McCarthy is talking about functions, not relations in general,
and he is invoking the idea that is called "Currying" functions
(after Curry's lambda calculus, but going back to Schoenfinkel's
combinators), namely, the fact that a function f of k arguments
can be represented in terms of a function f* from 1 argument to
a function of (k-1) arguments. No arity has been reduced in the
making of this curry. And it does not even touch the question
of the more general composition of k-adic relations.
see:
| Hindley & Seldin, 'Introduction to Combinators and Lambda Calculus',
| London Math Society Student Texts 1, Cambridge University Press,
| Cambridge, UK, 1986.
The irreducibility of 3-adic relations was established by Peirce in two senses,
which may conveniently be called "compositional" and "projective" reducibility.
All 3-adic relations are irreducible in the first sense, by the very
definition of composition. This is a simple fact, quite analogous
to the definition of the ordinary matrix product, inasmuch as any
2-adic relation can be represented as a rectangular matrix with
boolean coefficients, under the appropriate product rule, and
multiplying two such matrices always produces another, and
never a 3-dimensional array. By definition.
Some 3-adic relations are reducible in the second sense,
but many of the most important ones are not. These are,
again, simple mathematical facts, subject to elementary
proof, frequently by way of easy-to-construct examples.
From what I have been able to tell, people who fail to find all of
these simple mathematical facts immediately, well, maybe eventually,
obvious, are probably prone to at least one of three misconceptions:
(1) confusing a relation with a syntactic representation of it,
(2) confusing a relation with one of its tuples,
(3) drawing a factitious distinction between
logical connectives and logical predicates,
which appears to derive in part from (1).
So watch out for that.
John F. Sowa wrote:
>
> Rich and Jon,
>
> This issue has been hashed, rehashed,
> and made into mincemeat time and again.
>
JA> The term "thirdness" refers to those properties of both
> > empirical phenomena and formal structures that can only
> > be modeled in any adequate way by means of 3-adic relations.
>
RC> There are no such formal structures, IMHO. John McCarthy's
> > paper "Recursive Functions of Symbolic Expressions", which
> > provides the mathematical concept behind the first Lisp
> > interpreters, indicates that any function, of any arity,
> > can be modeled by a decomposition of the same mapping
> > into dyadic and monadic functions.
>
> The attached .GIF file illustrates the conversion that John M.

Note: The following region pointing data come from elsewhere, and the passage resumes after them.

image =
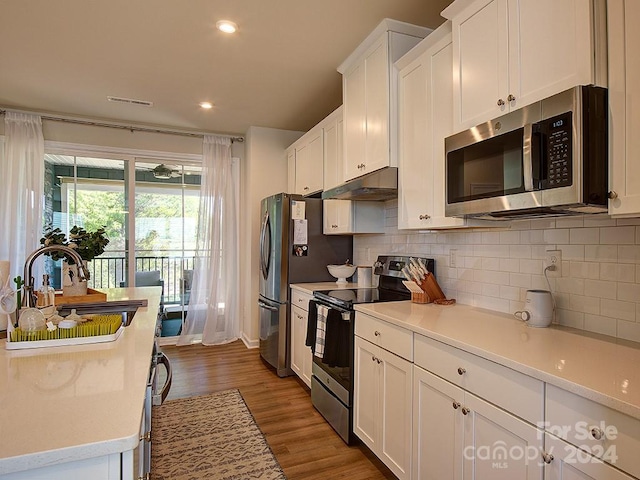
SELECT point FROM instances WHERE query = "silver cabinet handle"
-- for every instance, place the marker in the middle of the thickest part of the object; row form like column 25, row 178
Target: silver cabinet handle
column 597, row 433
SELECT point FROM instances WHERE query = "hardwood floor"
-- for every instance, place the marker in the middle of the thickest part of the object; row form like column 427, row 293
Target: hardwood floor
column 304, row 444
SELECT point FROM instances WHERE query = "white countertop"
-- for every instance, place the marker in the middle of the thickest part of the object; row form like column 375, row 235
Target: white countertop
column 62, row 404
column 597, row 367
column 310, row 287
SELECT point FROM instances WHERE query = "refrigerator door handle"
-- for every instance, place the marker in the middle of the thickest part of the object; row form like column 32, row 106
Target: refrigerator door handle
column 268, row 307
column 266, row 230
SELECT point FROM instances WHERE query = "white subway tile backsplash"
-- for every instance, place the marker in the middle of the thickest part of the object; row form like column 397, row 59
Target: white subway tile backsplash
column 628, row 330
column 629, row 253
column 584, row 270
column 618, row 236
column 618, row 272
column 555, row 236
column 570, row 222
column 584, row 304
column 599, row 289
column 584, row 236
column 531, row 266
column 618, row 309
column 598, row 324
column 629, row 292
column 601, row 253
column 598, row 221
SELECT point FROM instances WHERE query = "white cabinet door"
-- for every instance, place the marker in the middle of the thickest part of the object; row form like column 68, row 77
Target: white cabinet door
column 498, row 445
column 309, row 163
column 511, row 53
column 437, row 432
column 623, row 17
column 396, row 413
column 552, row 48
column 300, row 353
column 333, row 165
column 480, row 63
column 425, row 119
column 566, row 462
column 366, row 419
column 355, row 120
column 377, row 91
column 382, row 411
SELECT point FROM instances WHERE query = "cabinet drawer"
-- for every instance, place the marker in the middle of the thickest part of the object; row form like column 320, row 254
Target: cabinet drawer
column 396, row 339
column 518, row 393
column 579, row 421
column 300, row 299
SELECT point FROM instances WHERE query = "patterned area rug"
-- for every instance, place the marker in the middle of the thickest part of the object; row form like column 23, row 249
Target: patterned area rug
column 211, row 437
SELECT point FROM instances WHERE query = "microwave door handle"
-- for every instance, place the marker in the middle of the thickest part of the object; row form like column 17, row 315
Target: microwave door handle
column 527, row 164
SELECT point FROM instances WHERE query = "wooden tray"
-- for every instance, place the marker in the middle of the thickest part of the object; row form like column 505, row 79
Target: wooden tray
column 92, row 296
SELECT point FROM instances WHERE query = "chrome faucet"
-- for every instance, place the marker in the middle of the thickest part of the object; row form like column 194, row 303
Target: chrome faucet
column 29, row 296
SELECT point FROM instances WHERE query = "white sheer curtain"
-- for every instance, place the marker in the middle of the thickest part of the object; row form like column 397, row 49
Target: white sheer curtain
column 213, row 313
column 21, row 188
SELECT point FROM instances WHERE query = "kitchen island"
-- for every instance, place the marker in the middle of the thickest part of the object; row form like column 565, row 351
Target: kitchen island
column 75, row 411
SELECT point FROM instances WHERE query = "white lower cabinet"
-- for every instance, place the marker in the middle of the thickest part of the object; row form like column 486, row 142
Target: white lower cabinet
column 566, row 462
column 301, row 356
column 382, row 415
column 457, row 435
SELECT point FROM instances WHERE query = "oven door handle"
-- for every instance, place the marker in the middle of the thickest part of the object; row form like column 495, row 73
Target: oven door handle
column 527, row 163
column 160, row 397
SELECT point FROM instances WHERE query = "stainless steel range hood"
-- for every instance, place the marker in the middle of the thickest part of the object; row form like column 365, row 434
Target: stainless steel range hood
column 379, row 185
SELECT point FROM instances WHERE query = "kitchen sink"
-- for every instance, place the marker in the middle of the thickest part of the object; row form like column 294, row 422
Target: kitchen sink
column 127, row 308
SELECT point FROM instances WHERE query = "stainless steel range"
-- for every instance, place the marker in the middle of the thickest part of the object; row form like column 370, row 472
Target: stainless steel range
column 330, row 335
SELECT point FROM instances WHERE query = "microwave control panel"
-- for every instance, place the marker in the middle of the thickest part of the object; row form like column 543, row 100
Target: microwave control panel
column 559, row 151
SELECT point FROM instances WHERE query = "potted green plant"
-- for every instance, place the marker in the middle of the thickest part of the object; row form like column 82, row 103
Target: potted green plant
column 87, row 244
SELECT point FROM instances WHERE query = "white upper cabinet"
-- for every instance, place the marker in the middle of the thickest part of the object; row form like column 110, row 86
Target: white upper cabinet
column 333, row 155
column 624, row 90
column 309, row 162
column 369, row 95
column 425, row 119
column 511, row 53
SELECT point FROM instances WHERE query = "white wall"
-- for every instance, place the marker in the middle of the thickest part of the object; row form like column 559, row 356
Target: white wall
column 599, row 289
column 264, row 173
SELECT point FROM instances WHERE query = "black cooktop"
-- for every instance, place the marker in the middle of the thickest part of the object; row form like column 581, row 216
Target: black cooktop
column 347, row 297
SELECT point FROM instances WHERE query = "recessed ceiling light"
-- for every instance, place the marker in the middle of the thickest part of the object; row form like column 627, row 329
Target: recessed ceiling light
column 226, row 26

> and many others (including me) have performed many times over.
Unfortunately, the cogency of the graphical syntax appears to be understood only by
those who already understand what a k-adic relation is, namely, a set of k-tuples.
The graph is not the relation, though, it is only a syntactic representation.
> Notice how it eliminates the triadic relation of type
> Gives by replacing it with a concept node of type Give
> and three dyadic relations of type Agnt, Thme, and Rcpt.
> It merely replaces one kind of triad with a different
> kind of triad. The underlying graph structure still
> has an irreducible triad.
>
> Peirce, McCarthy, and many other mathematicians and
> logicians who have commented on this point have all been
> correct. But they have all been talking past one another.
>
> Peirce said that you cannot remove an irreducible triadic
> connection from a graph, and McCarthy and others have said
> that you can replace a triad of one kind with a triad of
> another kind.
>
> Bottom line: Thirdness is Thirdness. You can push it
> around all you like, but when you think you've squeezed
> it out from one spot, it pops up somewhere else.